For those new to Kegel exercises, I recommend starting with “zero-gravity” Kegels, meaning you lie down while doing them. Start by holding them as long as you can — typically for three seconds to start. Then work on your endurance. Gradually work up to holding them for up to 10 seconds with each squeeze, with a rest break in between squeezes that’s at least as long as each squeeze.

Next, you can try Kegels while sitting — again, working up your endurance over time.

As your pelvic floor muscles become stronger and you’re able to hold these squeezes for longer amounts of time, you can work up to doing Kegels while standing. You have the full impact of body weight on the pelvic floor while you’re standing, so this position is most difficult for performing Kegels.

Tools that can help with Kegels

Some people find free apps, such as Kegel Trainer or many others, a helpful tool for their routine.

There are vaginal weights and devices that stimulate the pelvic floor muscles, but these are typically best used by women who are under the care of a specialized physical therapist who’s an expert in the pelvic floor, or who have been directed by their health care provider to use these devices.

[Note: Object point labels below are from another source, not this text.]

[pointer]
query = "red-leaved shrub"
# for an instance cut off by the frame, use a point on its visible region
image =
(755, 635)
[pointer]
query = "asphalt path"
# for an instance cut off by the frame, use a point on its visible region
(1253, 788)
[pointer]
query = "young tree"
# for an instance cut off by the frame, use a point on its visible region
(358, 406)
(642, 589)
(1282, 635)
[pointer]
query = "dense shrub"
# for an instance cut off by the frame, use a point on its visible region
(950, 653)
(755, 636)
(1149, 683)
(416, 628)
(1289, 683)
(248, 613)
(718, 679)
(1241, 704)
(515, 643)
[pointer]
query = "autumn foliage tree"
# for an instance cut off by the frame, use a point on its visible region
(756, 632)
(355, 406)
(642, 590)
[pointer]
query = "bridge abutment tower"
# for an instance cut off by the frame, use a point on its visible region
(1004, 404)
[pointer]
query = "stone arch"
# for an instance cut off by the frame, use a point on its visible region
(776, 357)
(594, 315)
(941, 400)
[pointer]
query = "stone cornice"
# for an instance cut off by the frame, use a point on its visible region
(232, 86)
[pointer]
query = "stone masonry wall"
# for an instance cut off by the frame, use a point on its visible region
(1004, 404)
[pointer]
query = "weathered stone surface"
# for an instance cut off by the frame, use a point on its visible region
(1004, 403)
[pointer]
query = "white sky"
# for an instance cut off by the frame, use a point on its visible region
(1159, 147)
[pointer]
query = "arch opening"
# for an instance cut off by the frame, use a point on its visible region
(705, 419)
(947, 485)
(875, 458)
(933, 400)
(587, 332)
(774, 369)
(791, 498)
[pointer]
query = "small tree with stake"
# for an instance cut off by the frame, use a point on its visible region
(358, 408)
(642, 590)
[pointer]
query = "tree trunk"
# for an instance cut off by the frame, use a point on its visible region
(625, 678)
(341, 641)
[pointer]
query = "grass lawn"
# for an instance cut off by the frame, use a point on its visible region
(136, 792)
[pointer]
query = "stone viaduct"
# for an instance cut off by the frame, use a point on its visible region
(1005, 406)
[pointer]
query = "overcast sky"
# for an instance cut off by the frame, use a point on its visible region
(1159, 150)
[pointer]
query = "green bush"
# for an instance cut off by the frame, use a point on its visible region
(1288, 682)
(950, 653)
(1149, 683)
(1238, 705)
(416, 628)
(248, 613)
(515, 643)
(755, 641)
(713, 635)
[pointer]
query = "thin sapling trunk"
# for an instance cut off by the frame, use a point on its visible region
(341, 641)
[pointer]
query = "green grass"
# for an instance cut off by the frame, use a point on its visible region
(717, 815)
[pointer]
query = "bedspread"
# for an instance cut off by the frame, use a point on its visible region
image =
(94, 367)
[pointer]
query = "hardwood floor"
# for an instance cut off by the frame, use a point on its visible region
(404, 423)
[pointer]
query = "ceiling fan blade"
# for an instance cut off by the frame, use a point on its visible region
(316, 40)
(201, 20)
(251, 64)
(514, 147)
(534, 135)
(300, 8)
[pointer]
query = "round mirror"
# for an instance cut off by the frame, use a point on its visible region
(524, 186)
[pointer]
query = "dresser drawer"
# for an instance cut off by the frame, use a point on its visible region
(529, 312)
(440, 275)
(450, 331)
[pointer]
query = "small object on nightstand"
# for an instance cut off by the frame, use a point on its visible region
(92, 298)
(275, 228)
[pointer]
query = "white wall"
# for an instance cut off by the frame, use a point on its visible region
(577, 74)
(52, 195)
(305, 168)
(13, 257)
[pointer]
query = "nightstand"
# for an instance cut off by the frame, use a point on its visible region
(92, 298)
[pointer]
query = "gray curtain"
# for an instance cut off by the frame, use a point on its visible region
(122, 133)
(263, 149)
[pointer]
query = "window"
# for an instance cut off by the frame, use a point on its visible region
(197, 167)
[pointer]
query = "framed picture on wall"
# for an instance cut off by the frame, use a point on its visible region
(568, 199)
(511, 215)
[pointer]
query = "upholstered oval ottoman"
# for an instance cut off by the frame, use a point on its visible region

Before you spend money on extra gadgets, just work on practicing with your own muscles. If you’re concerned that they aren’t working, you should talk to your health care provider.

The best time to do Kegels

The good news about Kegel exercises is that you can do them in everyday life, and no one can tell! Once you master those zero-gravity Kegels, you can perform them anywhere — just add them to your daily routine, such as during teeth-brushing or when you’re sitting at a stop light in your car.

You can do them whenever it works best in your day — just remember to do them!

When to stop doing Kegels

There isn’t much risk of injury or infection when performing Kegel exercises alone. My advice, though, is that if it hurts or you have any concerns, stop doing Kegels and talk to your health care provider.

When to see a doctor about pelvic floor concerns

Women who have weak pelvic floor muscles may experience difficulty with bowel or bladder control, or experience pelvic organ prolapse, which is a weakening of the pelvic supports of the bladder, vagina, uterus/cervix and rectum. Some women feel a general laxity of the vagina or less sensation during intercourse after they have had a baby. Any concerns that you have about changes in bowel, bladder, or vaginal function, sensation or pain is worth a conversation with your health care provider.